El liberalismo fue y es una doctrina teórica que produjo una revolución de bienestar y libertad, es decir, que supo conjugar la protección de la libertad individual con un Estado que crea el ámbito para que los individuos se desarrollen según su propia concepción de la felicidad. Por su parte, los libertarios creen que el Estado moderno avanzó demasiado sobre los derechos de los individuos y, al denunciar esta forma de coacción, persiguen la utopía de un Estado mínimo que abandona todas sus funciones redistributivas, las malas pero también las buenas. Finalmente, el anarcocapitalismo apoya una concepción puramente privada, sin Estado, imposible de llevar adelante en la sociedad actual y que, aun si lo fuera, no conduciría a una utopía de libertad, sino a un mundo de grupos aislados donde a la postre los más fuertes impondrían su dominio sobre los más débiles. Retornaríamos al estado de naturaleza que imaginó Hobbes, donde el hombre es lobo del hombre, es decir, a una etapa preliberal del pensamiento político.

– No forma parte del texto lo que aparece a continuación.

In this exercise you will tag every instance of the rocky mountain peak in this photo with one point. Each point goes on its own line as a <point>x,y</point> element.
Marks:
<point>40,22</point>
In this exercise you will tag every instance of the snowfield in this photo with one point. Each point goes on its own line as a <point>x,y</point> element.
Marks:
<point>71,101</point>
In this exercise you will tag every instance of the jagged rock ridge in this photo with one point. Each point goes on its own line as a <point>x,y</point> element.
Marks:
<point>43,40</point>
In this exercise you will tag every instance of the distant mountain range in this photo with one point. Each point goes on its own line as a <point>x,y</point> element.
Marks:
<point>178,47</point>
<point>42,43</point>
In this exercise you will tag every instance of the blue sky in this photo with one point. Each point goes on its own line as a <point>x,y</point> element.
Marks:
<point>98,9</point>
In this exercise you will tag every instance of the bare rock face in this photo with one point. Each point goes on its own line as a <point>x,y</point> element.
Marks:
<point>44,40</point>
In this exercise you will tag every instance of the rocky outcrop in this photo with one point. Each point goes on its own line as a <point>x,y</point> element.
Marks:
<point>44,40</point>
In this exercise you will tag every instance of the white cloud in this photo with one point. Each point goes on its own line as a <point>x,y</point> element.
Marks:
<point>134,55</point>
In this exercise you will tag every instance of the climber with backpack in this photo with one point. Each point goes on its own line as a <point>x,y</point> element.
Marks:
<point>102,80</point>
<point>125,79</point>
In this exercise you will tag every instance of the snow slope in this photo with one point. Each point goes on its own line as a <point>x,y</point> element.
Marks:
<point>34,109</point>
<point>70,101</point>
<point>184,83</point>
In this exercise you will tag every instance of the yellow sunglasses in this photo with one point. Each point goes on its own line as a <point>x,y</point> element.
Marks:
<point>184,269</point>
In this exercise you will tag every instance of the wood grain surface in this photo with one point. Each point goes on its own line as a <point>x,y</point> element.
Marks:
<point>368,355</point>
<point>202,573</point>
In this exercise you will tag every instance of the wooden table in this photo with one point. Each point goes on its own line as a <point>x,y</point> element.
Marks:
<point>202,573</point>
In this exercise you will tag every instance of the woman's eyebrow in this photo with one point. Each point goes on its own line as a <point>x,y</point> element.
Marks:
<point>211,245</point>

El liberalismo fue capaz de pasar de la teoría a la práctica y generar un mundo de libertad y riqueza innegables. Contrario sensu, el minarquismo y el anarcocapitalismo son teorías de aplicación imposible, útiles para combatir discursivamente los excesos del Estado moderno, pero no para construir una sociedad mejor. Es cierto que en nuestro país el Estado ha sobrepasado groseramente las funciones clásicas de un Estado de bienestar, pero el remedio para llevarlo a su auténtico rol no es proponer limitarlo a proteger a los ciudadanos o su destrucción, sino depurarlo, de común acuerdo con la sociedad civil, de una burocracia colosal e improductiva, de sus prácticas corruptas, de una maraña de subsidios a actividades no prioritarias dada la situación de pobreza de la población, de un sesgo clientelista que agobia a quienes producen con una carga impositiva injustificable, y reivindicar, eso sí, que el mercado es la mejor solución conocida para el crecimiento de la economía en un marco regulatorio y de respeto a la propiedad y los contratos que incentive las inversiones a largo plazo. La Argentina liberal construyó una nación próspera y con movilidad social. Debemos volver a sus fuentes.